Doch das ist eine Milchmädchenrechnung, denn die Angst vor Marktschwankungen ist so groß, dass viele Deutsche lieber auf Rendite verzichten, als auf die Chancen der Kapitalmarkterträge zu setzen. Nebenbei: Fahndet mal bei Google nach der Herkunft von „Milchmädchenrechnung“, meine Freunde! Auch wenn sie bei Aktien zugegebenermaßen ein höheres Risiko aufweisen, heben sich die Marktschwankungen ja gerade über die längeren Anlagezeiträume hinweg auf, wie Zeitreihen belegen. Und im anhaltenden Niedrigzinsumfeld findet der Kapitalerhalt der vermeintlich sichereren Sparanlagen auch nur auf dem Papier statt. Wenn die Inflation wie derzeit höher ist als die Zinsen, verliert das Ersparte real an Wert. Ich nenne das Falschsparen.

Jetzt das Positive. Das mit Chancen und Risiken hat zumindest ein kleiner Teil der Deutschen inzwischen bereits verinnerlicht, man zeigt sich etwas risikofreudiger: So trauen sich laut Income-Barometer 2018 rund 7 Prozent der Befragten zu, geringe Schwankungen auszuhalten, wenn die Geldanlagen dafür etwas mehr Ertrag bringen. Und 2 Prozent sagen, sie könnten auch größere Schwankungen gut aushalten, erwarten dafür aber auch eine höhere Rendite. Dass das Thema Geldanlage aber nicht germanischen Ursprungs ist, zeigt auch, dass mit 15 Prozent der Befragten jeder Siebte seine Risikobereitschaft nicht einmal benennen kann.

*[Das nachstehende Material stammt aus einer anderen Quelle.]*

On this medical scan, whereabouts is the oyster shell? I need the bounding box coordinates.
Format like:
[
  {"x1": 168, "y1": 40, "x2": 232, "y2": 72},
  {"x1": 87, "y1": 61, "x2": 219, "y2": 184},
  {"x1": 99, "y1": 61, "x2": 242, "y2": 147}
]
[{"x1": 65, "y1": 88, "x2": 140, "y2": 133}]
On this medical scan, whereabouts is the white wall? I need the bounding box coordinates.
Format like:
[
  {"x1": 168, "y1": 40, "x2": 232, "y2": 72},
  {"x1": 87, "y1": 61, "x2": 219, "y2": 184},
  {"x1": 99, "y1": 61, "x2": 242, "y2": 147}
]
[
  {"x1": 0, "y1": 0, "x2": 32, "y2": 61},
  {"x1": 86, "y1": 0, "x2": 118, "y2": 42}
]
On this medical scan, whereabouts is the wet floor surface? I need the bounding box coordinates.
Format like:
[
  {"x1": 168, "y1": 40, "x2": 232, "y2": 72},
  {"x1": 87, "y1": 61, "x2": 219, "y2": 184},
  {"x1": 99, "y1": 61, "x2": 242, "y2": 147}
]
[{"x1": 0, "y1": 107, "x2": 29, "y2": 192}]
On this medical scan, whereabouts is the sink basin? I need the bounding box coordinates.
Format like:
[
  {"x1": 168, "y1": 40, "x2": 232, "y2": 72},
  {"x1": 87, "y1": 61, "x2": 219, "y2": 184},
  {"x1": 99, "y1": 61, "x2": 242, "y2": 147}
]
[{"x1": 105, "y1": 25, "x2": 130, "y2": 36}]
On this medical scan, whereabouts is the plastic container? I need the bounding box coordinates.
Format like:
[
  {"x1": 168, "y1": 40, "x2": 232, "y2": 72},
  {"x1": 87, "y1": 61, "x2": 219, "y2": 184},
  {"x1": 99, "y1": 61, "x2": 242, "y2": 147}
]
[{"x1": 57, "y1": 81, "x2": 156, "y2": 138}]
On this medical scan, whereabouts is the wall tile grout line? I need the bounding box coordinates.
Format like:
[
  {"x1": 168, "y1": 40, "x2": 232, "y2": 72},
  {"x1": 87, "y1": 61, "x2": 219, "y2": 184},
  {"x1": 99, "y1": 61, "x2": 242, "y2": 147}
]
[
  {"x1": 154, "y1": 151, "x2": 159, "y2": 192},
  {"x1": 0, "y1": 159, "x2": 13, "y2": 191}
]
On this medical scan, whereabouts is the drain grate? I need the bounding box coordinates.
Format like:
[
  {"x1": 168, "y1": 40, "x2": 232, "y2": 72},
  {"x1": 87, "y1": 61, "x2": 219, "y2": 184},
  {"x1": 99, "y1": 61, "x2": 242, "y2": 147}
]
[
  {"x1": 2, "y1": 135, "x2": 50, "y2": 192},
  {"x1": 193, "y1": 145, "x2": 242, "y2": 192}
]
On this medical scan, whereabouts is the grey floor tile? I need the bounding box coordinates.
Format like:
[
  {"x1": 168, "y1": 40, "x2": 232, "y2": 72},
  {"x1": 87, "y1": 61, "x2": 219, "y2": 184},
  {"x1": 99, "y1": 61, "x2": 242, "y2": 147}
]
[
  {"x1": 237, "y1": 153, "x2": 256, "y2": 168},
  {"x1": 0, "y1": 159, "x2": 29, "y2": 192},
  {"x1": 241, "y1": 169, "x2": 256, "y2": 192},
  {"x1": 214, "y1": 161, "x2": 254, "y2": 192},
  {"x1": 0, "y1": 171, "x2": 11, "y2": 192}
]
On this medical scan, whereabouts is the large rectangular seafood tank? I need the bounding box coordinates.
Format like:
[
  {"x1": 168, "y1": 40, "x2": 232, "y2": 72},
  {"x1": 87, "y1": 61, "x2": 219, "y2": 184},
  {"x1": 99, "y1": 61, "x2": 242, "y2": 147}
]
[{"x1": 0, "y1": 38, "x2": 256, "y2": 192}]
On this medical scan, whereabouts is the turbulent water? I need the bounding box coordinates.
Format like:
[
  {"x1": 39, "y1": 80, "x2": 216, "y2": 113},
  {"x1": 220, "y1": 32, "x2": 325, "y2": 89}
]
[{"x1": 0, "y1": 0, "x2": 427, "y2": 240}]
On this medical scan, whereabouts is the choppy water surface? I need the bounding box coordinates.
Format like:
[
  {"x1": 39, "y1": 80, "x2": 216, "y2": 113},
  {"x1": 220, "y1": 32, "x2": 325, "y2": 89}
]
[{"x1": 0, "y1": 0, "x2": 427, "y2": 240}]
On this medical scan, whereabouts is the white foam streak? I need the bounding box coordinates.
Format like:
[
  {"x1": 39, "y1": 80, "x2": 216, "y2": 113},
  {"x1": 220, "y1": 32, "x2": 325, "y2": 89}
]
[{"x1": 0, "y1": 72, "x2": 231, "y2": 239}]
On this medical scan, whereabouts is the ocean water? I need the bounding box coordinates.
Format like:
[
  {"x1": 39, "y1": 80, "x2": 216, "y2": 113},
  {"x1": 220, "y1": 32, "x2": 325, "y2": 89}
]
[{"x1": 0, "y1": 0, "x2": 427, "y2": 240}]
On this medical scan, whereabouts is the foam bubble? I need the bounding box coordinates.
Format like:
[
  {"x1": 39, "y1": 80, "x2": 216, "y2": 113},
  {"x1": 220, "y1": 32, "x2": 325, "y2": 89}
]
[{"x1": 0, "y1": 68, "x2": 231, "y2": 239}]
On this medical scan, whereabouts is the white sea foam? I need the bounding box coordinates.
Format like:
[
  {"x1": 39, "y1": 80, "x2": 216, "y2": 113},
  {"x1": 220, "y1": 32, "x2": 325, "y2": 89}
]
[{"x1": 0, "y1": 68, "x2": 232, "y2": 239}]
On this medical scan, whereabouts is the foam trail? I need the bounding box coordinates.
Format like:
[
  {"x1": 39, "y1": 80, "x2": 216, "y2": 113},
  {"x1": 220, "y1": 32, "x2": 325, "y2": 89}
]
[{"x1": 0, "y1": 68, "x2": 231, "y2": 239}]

Meine aktuelle Prognose für Dow, Dax & Co. bis zum Jahresende: Chancen und Risiken.

Hinweis: Die Inhalte des „onvista-Börsenfuchs“ dienen ausschließlich der Information und stellen weder eine Anlageberatung oder sonstige Empfehlung im Sinne des Wertpapierhandelsgesetzes dar noch sind sie als Zusicherung etwaiger Kursentwicklungen zu verstehen. Die geäußerten Ansichten geben allein die Meinung des Autors wieder.